In light of the new data, we note downside risks to the Bloomberg forecast of USD 14.9bn. Were the print to be confirmed at USD 14.3bn, (the CBR is due to release its data today), that would be the lowest reading since January 2011.
The preliminary data on non-CIS imports for July showed strong growth, from USD 22.2bn in June to USD 24.9bn in July (+7.1% MoM SA) with YoY growth rates improving from 0.1% to 13.1%. The growth was broad-based with imports ex-volatile components (planes, ships, sugar, vegetables and pharma) accelerating from 3.4% YoY in June to 10.8% in July. Volatile components also showed a strong result, at USD 2.4bn (+39.0% YoY) primarily due to an increase in the import of planes (USD 930mn in July vs. USD 375mn in June).
Cars and other vehicles (USD 3.8bn, +21.5% YoY) and investment goods (USD 11.9bn, +10.3% YoY) were the key drivers of import growth. We therefore forecast strong investment activity in July.
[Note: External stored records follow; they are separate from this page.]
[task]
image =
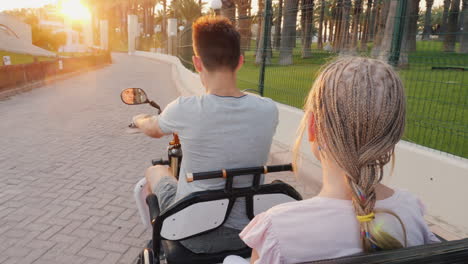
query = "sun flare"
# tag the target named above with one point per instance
(75, 10)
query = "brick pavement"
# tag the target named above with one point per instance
(68, 165)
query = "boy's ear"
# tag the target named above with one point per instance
(197, 63)
(240, 63)
(311, 127)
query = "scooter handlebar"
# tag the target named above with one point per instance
(237, 172)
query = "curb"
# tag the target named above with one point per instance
(9, 92)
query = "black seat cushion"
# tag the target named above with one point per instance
(176, 253)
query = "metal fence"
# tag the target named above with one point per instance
(286, 43)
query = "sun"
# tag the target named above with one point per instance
(75, 10)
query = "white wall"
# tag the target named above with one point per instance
(21, 29)
(439, 179)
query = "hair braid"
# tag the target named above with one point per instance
(359, 109)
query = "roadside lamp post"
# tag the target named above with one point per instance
(216, 6)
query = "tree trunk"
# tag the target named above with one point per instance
(261, 9)
(308, 8)
(244, 24)
(379, 32)
(288, 32)
(356, 19)
(337, 24)
(443, 27)
(374, 19)
(228, 9)
(321, 33)
(277, 40)
(452, 27)
(365, 31)
(464, 37)
(413, 24)
(260, 50)
(427, 20)
(343, 43)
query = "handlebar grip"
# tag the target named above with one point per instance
(237, 172)
(160, 162)
(153, 205)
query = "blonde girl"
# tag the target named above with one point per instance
(354, 117)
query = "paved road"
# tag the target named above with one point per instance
(68, 166)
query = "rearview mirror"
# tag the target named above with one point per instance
(133, 96)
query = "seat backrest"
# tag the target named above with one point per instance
(195, 219)
(204, 211)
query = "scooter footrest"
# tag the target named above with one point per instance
(176, 253)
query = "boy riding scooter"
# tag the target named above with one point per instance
(223, 128)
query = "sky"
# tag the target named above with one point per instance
(13, 4)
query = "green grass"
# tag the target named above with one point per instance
(21, 58)
(437, 99)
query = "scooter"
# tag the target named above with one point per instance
(199, 212)
(202, 212)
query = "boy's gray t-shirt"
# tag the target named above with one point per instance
(219, 132)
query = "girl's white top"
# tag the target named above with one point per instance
(325, 228)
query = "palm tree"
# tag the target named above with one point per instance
(228, 9)
(366, 31)
(427, 20)
(277, 39)
(321, 32)
(452, 26)
(413, 24)
(464, 37)
(443, 28)
(380, 28)
(244, 22)
(356, 19)
(261, 39)
(288, 32)
(342, 42)
(188, 10)
(307, 19)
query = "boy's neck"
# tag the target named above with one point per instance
(222, 83)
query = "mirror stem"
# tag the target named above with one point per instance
(155, 105)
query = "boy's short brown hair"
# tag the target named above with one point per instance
(216, 42)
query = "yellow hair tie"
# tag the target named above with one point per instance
(365, 218)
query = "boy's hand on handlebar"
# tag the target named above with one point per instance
(138, 119)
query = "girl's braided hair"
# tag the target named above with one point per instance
(359, 109)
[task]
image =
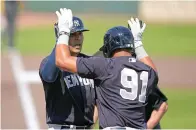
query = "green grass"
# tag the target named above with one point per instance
(181, 111)
(182, 106)
(159, 40)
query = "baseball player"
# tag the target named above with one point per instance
(155, 105)
(124, 83)
(70, 99)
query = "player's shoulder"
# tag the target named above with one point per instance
(83, 55)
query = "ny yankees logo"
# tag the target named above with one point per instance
(76, 23)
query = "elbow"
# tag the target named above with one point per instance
(59, 63)
(164, 107)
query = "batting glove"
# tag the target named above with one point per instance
(64, 20)
(137, 29)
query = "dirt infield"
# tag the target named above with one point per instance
(173, 72)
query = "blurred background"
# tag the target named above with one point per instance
(27, 36)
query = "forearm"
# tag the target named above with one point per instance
(49, 71)
(64, 60)
(157, 115)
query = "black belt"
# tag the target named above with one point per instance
(75, 127)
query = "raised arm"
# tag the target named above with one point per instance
(137, 28)
(64, 60)
(48, 69)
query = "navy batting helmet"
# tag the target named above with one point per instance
(118, 37)
(78, 26)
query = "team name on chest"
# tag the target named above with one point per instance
(73, 80)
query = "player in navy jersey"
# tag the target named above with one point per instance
(70, 99)
(124, 84)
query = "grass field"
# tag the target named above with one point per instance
(181, 113)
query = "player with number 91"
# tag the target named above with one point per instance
(124, 83)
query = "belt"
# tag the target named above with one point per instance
(60, 127)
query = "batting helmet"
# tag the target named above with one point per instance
(78, 26)
(118, 37)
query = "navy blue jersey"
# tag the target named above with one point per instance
(124, 87)
(60, 108)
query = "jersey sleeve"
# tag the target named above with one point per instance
(92, 67)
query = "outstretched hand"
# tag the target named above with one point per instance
(137, 28)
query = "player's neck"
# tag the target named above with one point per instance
(122, 53)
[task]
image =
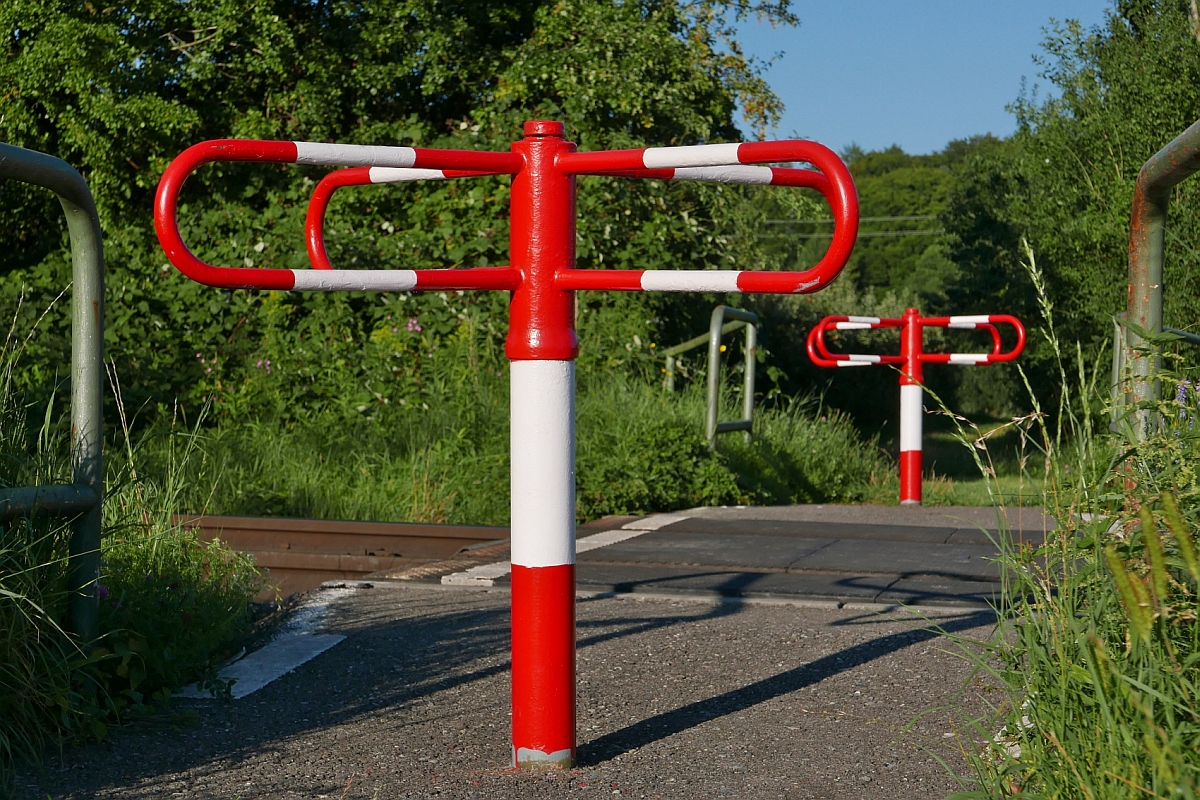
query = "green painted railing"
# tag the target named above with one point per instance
(718, 326)
(79, 499)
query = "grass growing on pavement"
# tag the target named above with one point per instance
(171, 611)
(1098, 650)
(639, 450)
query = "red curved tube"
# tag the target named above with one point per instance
(315, 220)
(820, 354)
(706, 162)
(334, 155)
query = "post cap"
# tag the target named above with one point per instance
(544, 127)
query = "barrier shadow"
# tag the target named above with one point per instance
(669, 723)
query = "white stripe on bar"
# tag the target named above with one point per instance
(400, 175)
(354, 280)
(697, 155)
(750, 175)
(353, 155)
(690, 281)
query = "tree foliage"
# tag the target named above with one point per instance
(1065, 180)
(119, 90)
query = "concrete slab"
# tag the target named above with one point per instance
(961, 561)
(923, 516)
(730, 583)
(743, 549)
(804, 529)
(681, 701)
(942, 593)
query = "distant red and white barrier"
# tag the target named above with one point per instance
(541, 342)
(910, 361)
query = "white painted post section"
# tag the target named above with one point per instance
(543, 440)
(911, 417)
(543, 529)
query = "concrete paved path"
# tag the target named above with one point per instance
(690, 699)
(877, 555)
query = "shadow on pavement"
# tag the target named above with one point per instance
(669, 723)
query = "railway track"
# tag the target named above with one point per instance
(301, 554)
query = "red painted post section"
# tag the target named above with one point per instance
(541, 347)
(911, 408)
(911, 365)
(541, 343)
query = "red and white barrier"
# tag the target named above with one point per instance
(911, 360)
(541, 343)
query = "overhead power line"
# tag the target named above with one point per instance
(814, 222)
(862, 234)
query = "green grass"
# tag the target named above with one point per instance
(1097, 653)
(639, 450)
(172, 608)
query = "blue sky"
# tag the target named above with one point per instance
(915, 72)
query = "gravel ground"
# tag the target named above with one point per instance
(676, 699)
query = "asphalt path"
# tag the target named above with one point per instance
(677, 698)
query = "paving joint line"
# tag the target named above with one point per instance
(486, 575)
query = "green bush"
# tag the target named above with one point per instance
(172, 608)
(1098, 649)
(447, 458)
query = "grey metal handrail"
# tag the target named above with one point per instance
(717, 328)
(82, 498)
(1119, 355)
(1147, 233)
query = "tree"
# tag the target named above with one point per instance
(1065, 180)
(119, 90)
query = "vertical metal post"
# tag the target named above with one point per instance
(912, 411)
(714, 374)
(1147, 229)
(715, 329)
(751, 346)
(87, 366)
(541, 347)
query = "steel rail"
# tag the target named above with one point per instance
(82, 499)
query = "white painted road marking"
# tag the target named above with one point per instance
(486, 575)
(295, 644)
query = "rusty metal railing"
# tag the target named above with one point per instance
(81, 498)
(1147, 232)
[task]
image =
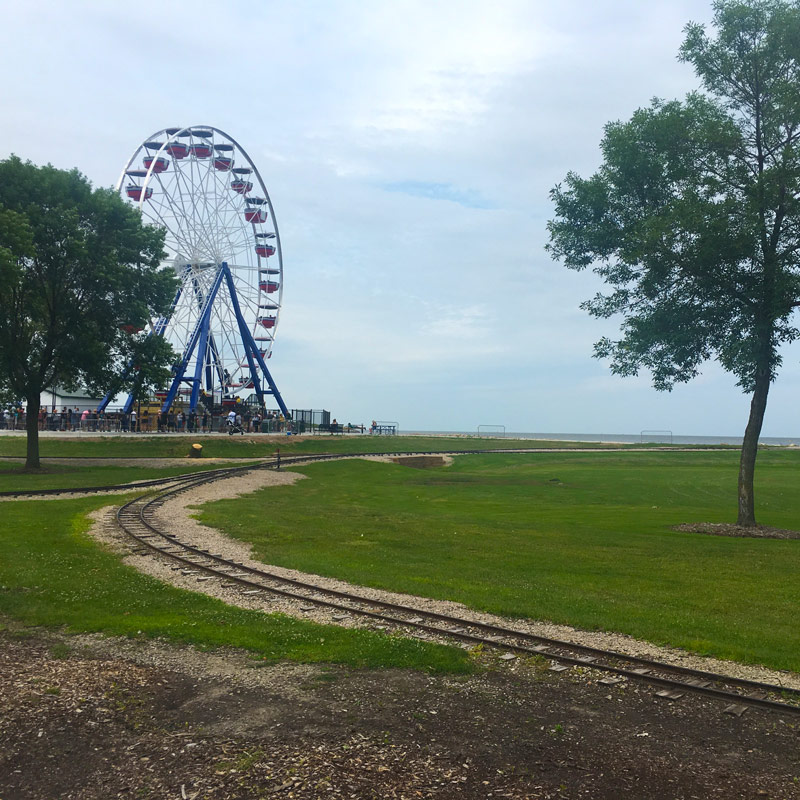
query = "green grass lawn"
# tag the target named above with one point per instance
(576, 538)
(13, 476)
(258, 446)
(53, 574)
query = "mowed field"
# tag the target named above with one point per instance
(582, 539)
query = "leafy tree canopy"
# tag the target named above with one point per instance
(77, 267)
(692, 219)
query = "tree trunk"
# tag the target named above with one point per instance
(32, 429)
(747, 462)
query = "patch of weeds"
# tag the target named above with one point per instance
(127, 704)
(22, 634)
(60, 650)
(243, 762)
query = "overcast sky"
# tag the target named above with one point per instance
(408, 148)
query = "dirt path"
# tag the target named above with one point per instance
(175, 516)
(85, 718)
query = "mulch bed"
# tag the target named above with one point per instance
(747, 532)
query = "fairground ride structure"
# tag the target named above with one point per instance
(222, 240)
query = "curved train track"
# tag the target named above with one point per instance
(138, 519)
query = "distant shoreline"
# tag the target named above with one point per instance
(612, 438)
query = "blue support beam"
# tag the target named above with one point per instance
(202, 324)
(253, 353)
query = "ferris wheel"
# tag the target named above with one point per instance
(222, 240)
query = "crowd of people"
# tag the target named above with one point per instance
(72, 418)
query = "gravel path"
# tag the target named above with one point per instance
(175, 515)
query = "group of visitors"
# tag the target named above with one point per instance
(74, 418)
(11, 417)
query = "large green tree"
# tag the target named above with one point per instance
(693, 219)
(77, 268)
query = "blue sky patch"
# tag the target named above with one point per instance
(439, 191)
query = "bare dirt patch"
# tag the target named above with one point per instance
(748, 532)
(80, 722)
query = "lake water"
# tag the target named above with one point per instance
(626, 438)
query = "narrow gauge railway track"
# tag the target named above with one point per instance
(138, 519)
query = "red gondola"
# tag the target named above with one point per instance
(135, 192)
(177, 149)
(255, 215)
(200, 150)
(159, 164)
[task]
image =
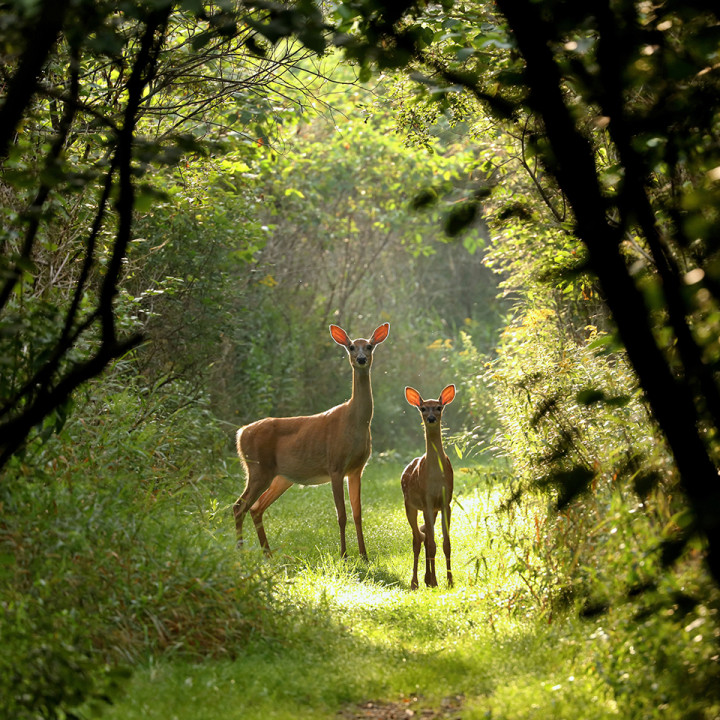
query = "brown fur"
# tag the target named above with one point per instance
(312, 449)
(427, 485)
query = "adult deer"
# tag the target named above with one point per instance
(427, 484)
(313, 449)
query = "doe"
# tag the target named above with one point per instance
(427, 485)
(312, 449)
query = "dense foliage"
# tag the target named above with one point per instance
(192, 191)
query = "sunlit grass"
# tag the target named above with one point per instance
(348, 631)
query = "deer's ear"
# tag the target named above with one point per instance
(339, 335)
(447, 395)
(380, 334)
(413, 396)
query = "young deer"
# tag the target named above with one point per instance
(427, 484)
(312, 449)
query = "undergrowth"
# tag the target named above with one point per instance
(107, 571)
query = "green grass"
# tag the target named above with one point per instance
(349, 631)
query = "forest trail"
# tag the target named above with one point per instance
(352, 641)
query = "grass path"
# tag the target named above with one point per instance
(351, 640)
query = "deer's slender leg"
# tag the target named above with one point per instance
(354, 492)
(277, 487)
(418, 538)
(257, 483)
(430, 548)
(446, 541)
(339, 497)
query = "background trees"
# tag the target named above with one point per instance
(192, 192)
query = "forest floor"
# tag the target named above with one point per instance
(351, 640)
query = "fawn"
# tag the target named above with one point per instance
(427, 485)
(313, 449)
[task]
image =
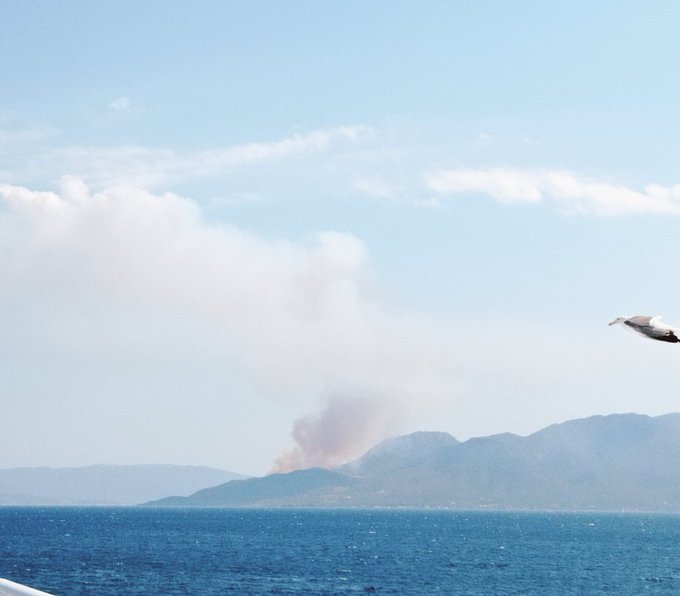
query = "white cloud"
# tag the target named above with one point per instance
(150, 167)
(572, 192)
(302, 318)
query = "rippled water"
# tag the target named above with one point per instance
(156, 551)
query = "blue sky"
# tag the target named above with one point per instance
(257, 234)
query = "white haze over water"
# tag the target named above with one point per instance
(301, 318)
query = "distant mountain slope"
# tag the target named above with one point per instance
(299, 488)
(104, 485)
(617, 462)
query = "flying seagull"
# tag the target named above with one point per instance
(650, 327)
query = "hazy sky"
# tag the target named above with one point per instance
(260, 235)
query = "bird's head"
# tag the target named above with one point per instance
(618, 320)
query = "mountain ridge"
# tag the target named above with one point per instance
(614, 462)
(104, 484)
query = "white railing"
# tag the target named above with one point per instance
(8, 588)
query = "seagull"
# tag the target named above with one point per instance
(650, 327)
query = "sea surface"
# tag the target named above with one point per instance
(215, 551)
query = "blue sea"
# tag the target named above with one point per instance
(214, 551)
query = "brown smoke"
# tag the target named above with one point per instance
(344, 429)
The strong import data for July partly explains the relative RUB weakness in the past month and a half (despite the almost 30% jump in Urals). With oil above USD 110/bbl, we expect Russia’s current account to stay above the 0 mark until the end of the year, despite weakness in the trade balance in June-July. Under this scenario, RUB will likely stay roughly where it is before the start of the seasonally positive 1Q13. Given the strong import data from July, the expected negative impact on the trade balance from recent global and local harvest problems and our expectations of weaker oil prices later this year.